Unfortunately, many environmentalists and green-leaning academics embrace LCA as the best way to evaluate the greenhouse gas (GHG) emissions impacts of different fuels. Too bad they haven't taken to heart the guidelines given by the International Standards Organization (ISO) for use of the method, which state that "there is no scientific basis for reducing LCA results to a single overall score or number, since weighting requires value choices."
Yet that's exactly what the law requires EPA to do. With the RFS, Congress mandated a regulation that imposes politically convenient "value choices" when weighing the factors that shape how carbon footprint calculations come out. The program is an anomaly compared to the scientifically clear-cut standards conventionally used to regulate fuels. For example, octane requirements, volatility specifications and limits on the sulfur in a fuel all involve properties than can be verified by purely objective measurements.
It's therefore no surprise that there's been such disagreement over the merits of biofuels for so many years. The question of a fuel's carbon footprint is not one that can ever be settled on the basis of objective data.
However, science can tell us when biofuel production might be plausibly helpful for protecting the climate. That can only occur if growing a biofuel's feedstock greatly speeds up how quickly CO2 is removed from the air on a net basis. But this beneficial balance doesn't happen for the corn ethanol and the soybean biodiesel that the RFS forces through America's fuel pumps in greater volumes each year. Although it might happen for some hoped-for cellulosic pathways if their feedstock production is carefully monitored and managed, these technologies are nowhere close to being viable at commercially meaningful scale.
This reality gap is clear in EPA's newest RFS proposal. In contrast to the 5.5 billion gallons of cellulosic biofuels that Congress mandated for 2017, EPA proposes 312 million gallons -- less than one-tenth as much. Moreover, just as we've seen for several years, very little of that fuel is actually cellulosic ethanol or other liquid biofuel. Much of it is biogas derived from waste. Now that may be a nice enough specialty fuel at a miniscule scale, but it's irrelevant for addressing the need for billions of gallons of high-quality, carefully formulated liquid fuels to power the nation's cars, trucks, aircraft and watercraft.
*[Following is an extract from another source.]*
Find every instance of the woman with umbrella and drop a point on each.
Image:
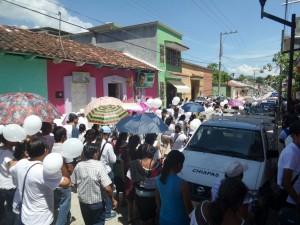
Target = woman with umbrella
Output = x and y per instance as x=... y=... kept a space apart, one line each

So here we are, eleven years and counting since Congress made a politically convenient decision to mandate renewable fuel. The agency saddled with carrying out this act of central planning is trying to chart a course between the fantasies of biofuel advocates and the realities of the marketplace. But any such course is still an ecological calamity that worsens CO2 emissions while harming the environment in other ways.